According to our head of research, Kerry Raminiak, if you are looking for advice from Gartner on how to do this, expect radio silence. She defends them by explaining that this is no reason for cynicism, “I think analyst advice on how to rationalize the IT portfolio is just more difficult to concisely articulate to a wide audience.” She continues by saying, “some IT organizations know exactly where their biggest app pains are while others have seen so much change that evaluating the portfolio on an app-by-app basis would feel like bailing water out of a boat with soda cap.” Kerry recommends that those enterprises in the latter camp conduct a formal survey of the business on the application portfolio:
There is tremendous benefit to receive from anonymous end-user feedback on which applications should be retired, upgraded, retrained and maintained. It’s also quite quick and affordable to do.
Gartner Recommendation #2: Work from Both Ends of the Spectrum
Enterprise mobile app development has traditionally followed a linear approach, working from the back-end forwards. That approach, however, is based on an aging concept of IT that often underestimates the amount of time and resources necessary for app development. Instead, IT organizations should adapt and move to rely on a bimodal approach that works to develop both the back and front ends in tandem. That way you can make the most of development resources while they’re still available.
For recommendations on how to embrace a bimodal IT infrastructure, there is good information available, however, it often contradicts. For example, in this CIO Magazine article, Bernard Golden, writes about his experience with Gartner analysts contradicting each other at the same conference.
In this case, I refer to this Forrester Research report, that goes into depth in advising the reliance of third-party service providers for Internet of Things (IoT) and smart products specifically because of the resource skills gap Gartner predicts. In short, when you inevitably outsource work, hire a vendor because of specialized need and ensure your local team is prepared for whole infrastructure maintenance and integrations.
Gartner Recommendation #3: Evaluate Your Development Team Carefully
Demand is part of what is driving the scarcity of development resources. But the growing complexity of field and enterprise mobile apps is playing a role, too. Output is dropping, in part because existing development teams don’t have all the skills and competencies necessary to develop with speed and efficiency. You don’t need Gartner to explain that you should evaluate your development team, with tact, for any potential deficiencies, and then fill those gaps by bringing in third-party expertise.
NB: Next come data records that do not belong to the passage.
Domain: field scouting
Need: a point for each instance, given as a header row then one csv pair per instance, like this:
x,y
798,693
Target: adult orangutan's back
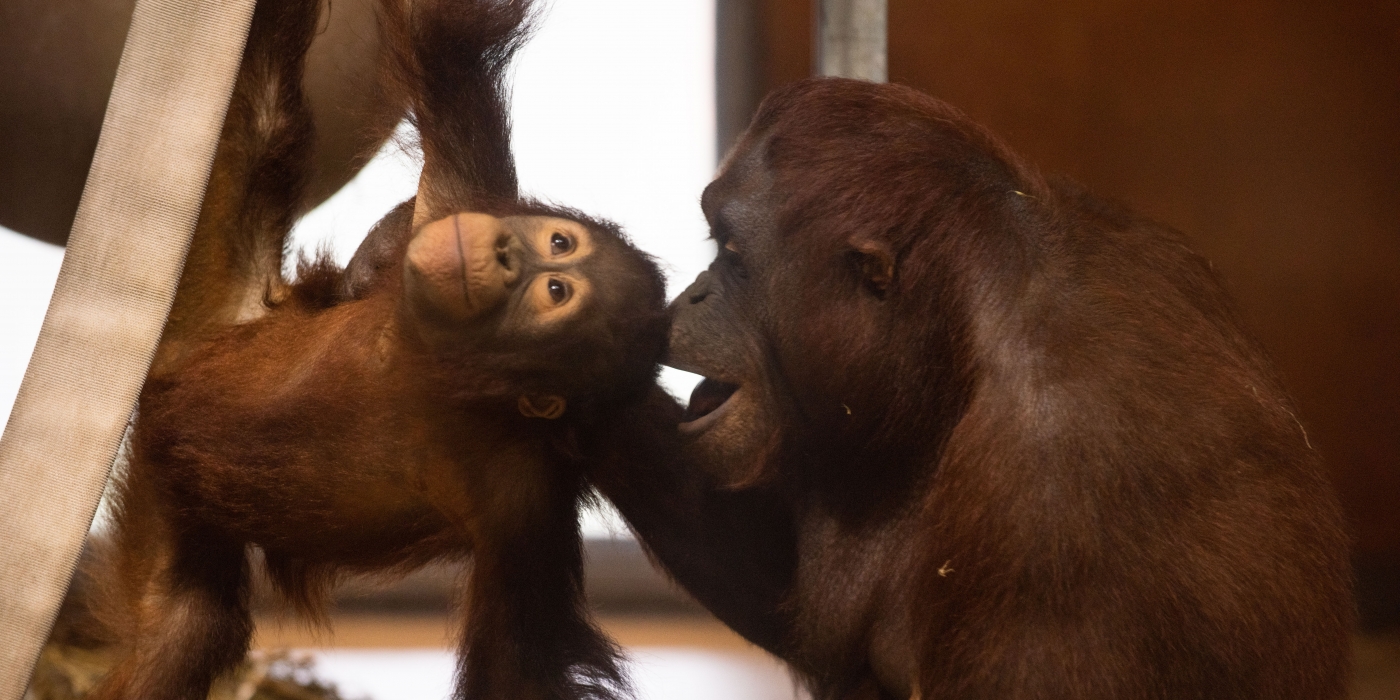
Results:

As you continue to formulate your plans, make sure your efforts align with best practices for enterprise mobile app development. In this free eBook written by Headspring experts, five best practices are identified for IT organizations to embrace when developing field (internal-facing) mobile applications.
Plan Now With Practicality
Of particular highlight in the Headspring Field Mobile App Guide is the recommendation that project teams recruit outside of IT to get use-cases and eager testers. This hits on the crucial point. When it comes to resourcing an enterprise mobile app strategy, IT leaders are going to have to get creative.
The resource shortage is real and while the analysts pat themselves on the back next year for their prognostication skills, the enterprise AppDev industry will be shuffling for resources and relevance in this hyper-competitive day in age. The good news is you have been warned. The question now is, what are you going to do now that you know?